Millennial women feel they lack control
Anxiety is closely related to a sense of lacking control, and millennial women struggle in this area. When asked whether they feel in control of their future, while more than half of millennial women say they do, they are 10 percentage points less likely than men of the generation to agree. What’s more, the share who say they do feel in control has declined by 4 percentage points since early 2021.
But that’s not down to any differences between men and women in their overall responsibility or decision-making capabilities — in other words, the things that may give someone a sense of control in life. In fact, millennial women are more likely than their male counterparts to say they are responsible or jointly responsible for their household finances, and also slightly more likely to say they like making their own decisions. It’s also not because of a lack of ambition or drive — they’re nearly as likely as millennial men to say they’re hard working and motivated.
Millennial women are less likely to feel in control of their future than men
Rather, anxiety and a sense of lacking control may be coming along with the unique pressures related to millennial womens’ life stage.
Juggling work and home responsibilities is weighing on millennial women
A majority of millennial women — 58% — are parents, many specifically parenting young children. This is a notoriously demanding time in life, and also one that often highlights just how much is out of one’s control. And a large share of this group are juggling parenthood with careers, when achieving a balance in both can feel impossible in the best of times.
Notably, pressure is mounting as post-COVID return-to-office mandates have grown more common.
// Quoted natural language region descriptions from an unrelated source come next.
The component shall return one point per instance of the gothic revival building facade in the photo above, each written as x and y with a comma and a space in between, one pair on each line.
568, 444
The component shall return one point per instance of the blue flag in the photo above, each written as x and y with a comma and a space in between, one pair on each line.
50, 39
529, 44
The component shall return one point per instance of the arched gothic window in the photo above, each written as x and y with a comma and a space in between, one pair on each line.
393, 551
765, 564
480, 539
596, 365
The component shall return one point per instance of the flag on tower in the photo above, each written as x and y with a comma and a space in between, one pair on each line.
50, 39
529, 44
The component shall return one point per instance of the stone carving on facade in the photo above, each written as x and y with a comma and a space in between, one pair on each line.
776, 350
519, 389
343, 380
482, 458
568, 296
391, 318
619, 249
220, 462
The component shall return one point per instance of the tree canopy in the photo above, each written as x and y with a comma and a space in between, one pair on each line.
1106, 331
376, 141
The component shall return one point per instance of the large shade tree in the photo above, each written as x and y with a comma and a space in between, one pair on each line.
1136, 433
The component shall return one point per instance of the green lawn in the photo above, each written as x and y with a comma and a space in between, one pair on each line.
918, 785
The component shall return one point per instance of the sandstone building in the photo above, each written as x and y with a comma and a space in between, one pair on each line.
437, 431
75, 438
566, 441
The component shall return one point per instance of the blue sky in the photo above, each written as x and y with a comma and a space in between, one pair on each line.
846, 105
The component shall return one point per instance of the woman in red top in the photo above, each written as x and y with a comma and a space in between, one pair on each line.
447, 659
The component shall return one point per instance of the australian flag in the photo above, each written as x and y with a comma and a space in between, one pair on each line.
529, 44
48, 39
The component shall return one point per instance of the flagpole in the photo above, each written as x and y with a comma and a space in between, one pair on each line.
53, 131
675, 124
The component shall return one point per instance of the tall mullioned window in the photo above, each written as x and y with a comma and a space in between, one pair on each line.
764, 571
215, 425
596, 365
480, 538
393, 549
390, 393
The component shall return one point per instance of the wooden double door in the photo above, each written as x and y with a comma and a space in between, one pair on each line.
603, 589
At the beginning of 2022, 35% of employed millennial women were working remotely, and now that number has dropped to 28%. During that same time period, the share who are working full time has remained relatively consistent. Morning Consult research has shown that caregivers are more likely to prefer remote work as it allows for flexibility to account for childcare duties, but the movement in these numbers suggests millennial women are simply finding ways to do more things in the same window of time.
Millennial women juggle responsibilities at home and work
Women in this generation don’t say they want to give up the responsibility they have — 86% say they would rather do things by themselves than ask for help from others, 4 points higher than millennial men — but the preference for executing tasks may bely an underlying frustration with shouldering the mental burden.
Brands can win with millennial women by helping to ease the mental load
The concept of “mental load” is a relatively new one, relating to the idea that labor (particularly domestic although the concept could apply in other areas of society) includes the physical components — for example going grocery shopping, cooking dinner, cleaning the house — but also includes mental and emotional aspects. Mental load may include things like planning a weekly menu for a family which accounts for everyone’s preferences and dietary needs, remembering and acknowledging loved one’s birthdays, or monitoring children’s clothing and noting when items need replacing or sizing up. Common discourse suggests that in heterosexual couples, women not only shoulder the burden of the physical labor, but also the mental load.
So what does this mean for brands? It might mean offering tools to help millennial women manage the mental load or simply an acknowledgement that it exists in messaging. And while millennial women are more than capable of making choices, the burden of doing so adds more to their already full plates, so another effective way for brands to connect with this demographic is to simply provide fewer, better choices.
In the throes of a life at peak responsibility and an overwhelming amount of information and options at their fingertips, many millennial women want fewer, better choices. In fact, while the majority say they “prefer too many options as opposed to too few,” they’re 8 points less likely than millennial men to say so. From a brand perspective, that may mean narrowing product lines, simplifying options, and making purchase decisions as straightforward as possible. In reality, anything a brand can do to tick one more item off the mental checklist will be appreciated and valued by millennial women.